REDAKSI8.COM, BANJARBARU – Kasus pembunuhan berencana jurnalis Juwita oleh Tentara Nasional Indonesia (TNI) Angkatan Laut (AL) Lanal Balikpapan, Jumran kembali dilaksanakan di Pengadilan Militer (PM) Banjarmasin dengan pemeriksaan terdakwa, Selasa (20/5/25).

Dalam sidang tersebut terdakwa Jumran bersaksi dan mengakui bahwa memang benar pernah check in di salah satu hotel Banjarbaru bersama korban Juwita.

“Siap, benar saya pernah check in bersama Juwita, tapi tidak ngapa-ngapain,” ujarnya.
Karena diketahui oleh keluarga korban pada saat check in hotel, terdakwa pun disuruh bertanggungjawab untuk menikahi.
Akan tetapi proses pengajuan pernikahan dinilai keluarga korban cukup lama dan dirinya merasa didesak terus menerus, serta diancam kakak korban jika tidak bertanggungjawab akan dilaporkan kepada pimpinannya.
“Saya merasa dongkol, marah dan tertekan karena diancam,” ungkapnya.
Disisi lain, terdakwa sudah memiliki pacar di kendari sejak tahun 2018 hingga sekarang sebelum dirinya menjadi anggota TNI AL.
Kemudian, ketika ditanya Hakim Ketua dalam persidangan kapan terdakwa ada niat untuk menghabisi nyawa Juwita?
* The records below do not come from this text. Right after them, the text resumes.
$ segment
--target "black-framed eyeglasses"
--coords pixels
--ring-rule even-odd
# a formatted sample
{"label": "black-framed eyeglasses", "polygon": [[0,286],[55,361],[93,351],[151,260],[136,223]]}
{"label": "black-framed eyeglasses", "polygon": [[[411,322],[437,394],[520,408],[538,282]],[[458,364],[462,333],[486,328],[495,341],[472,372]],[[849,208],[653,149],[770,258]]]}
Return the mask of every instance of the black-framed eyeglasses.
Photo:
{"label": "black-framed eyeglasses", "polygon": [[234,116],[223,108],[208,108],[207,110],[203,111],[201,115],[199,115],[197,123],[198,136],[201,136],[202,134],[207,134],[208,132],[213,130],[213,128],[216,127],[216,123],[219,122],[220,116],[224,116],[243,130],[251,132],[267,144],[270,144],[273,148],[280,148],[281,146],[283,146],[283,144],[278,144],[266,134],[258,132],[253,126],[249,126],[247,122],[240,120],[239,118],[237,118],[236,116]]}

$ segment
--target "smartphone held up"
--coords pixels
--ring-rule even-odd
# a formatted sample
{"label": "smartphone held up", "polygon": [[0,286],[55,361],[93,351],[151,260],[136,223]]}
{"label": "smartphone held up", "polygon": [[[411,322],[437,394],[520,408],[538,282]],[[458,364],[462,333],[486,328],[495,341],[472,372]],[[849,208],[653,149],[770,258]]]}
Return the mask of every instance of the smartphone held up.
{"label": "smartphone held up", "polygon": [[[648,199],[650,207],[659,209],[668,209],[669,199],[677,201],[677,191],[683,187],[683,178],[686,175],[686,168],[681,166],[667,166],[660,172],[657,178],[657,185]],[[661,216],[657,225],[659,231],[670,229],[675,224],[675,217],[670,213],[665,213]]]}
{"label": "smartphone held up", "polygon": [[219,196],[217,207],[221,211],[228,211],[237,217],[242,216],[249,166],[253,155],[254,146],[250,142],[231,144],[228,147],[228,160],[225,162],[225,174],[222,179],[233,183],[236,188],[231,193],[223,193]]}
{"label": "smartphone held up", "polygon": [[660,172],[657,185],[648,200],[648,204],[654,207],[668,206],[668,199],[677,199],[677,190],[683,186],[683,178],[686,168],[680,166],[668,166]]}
Jumran menjawab tidak ada niatan untuk membunuh, semuanya secara spontan dan tiba-tiba.
“Saya berpikir mau ke Banjarbaru untuk menyelesaikan masalah, tidak ada niat menghabisi nyawa Juwita,” tuturnya
Sebelum pergi ke Kota Banjarbaru untuk bertemu Juwita, terdakwa menggadaikan motornya sebesar Rp15 juta untuk biaya operasional.
Bahkan, pada saat tanggal 20 Maret 2025 Jumran sempat searching video-video bagaimana cara menghilangkan jejak dan alat bukti.
“Tanggal 20 Maret memang punya niat dalam hati ingin membunuh,” bebernya.
Selanjutnya, tanggal 22 Maret Jumran pergi ke Banjarbaru untuk melancarkan aksinya yaitu menghilangkan nyawa Juwita, namun sebelum menghabisi terdakwa mengajak korban jalan-jalan dan berhubungan badan didalam mobil terlebih dulu.
Setelah hubungan seksual, terdakwa meminta kepada korban untuk mengakui bahwa di saat check in hotel itu keduanya tidak melakukan apa-apa, tapi korban hanya diam saja.
Karena tidak ingin mengaku, dan terdakwa teringat ancaman dari kaka korban, akhirnya perasaan amarah menyelimuti hingga melakukan pitingan serta mencekik leher untuk menghabisi nyawa korban.
“Iya terjadi hubungan seksual didalam mobil di kawasan bendungan gubernur dengan durasi sekitar 10 menitan,” sebutnya.
Lebih lanjut, Hakim Ketua juga sempat menanyakan apakah terdakwa menyesal telah melakukan pembunuhan dan meminta maaf terhadap keluarga korban yang ditinggalkan.
Namun, sejak kematian Juwita hingga sampai ke meja persidangan ini terdakwa tidak pernah meminta maaf kepada keluarga korban.
“Menyesal yang mulia, belum meminta maaf,” tutupnya.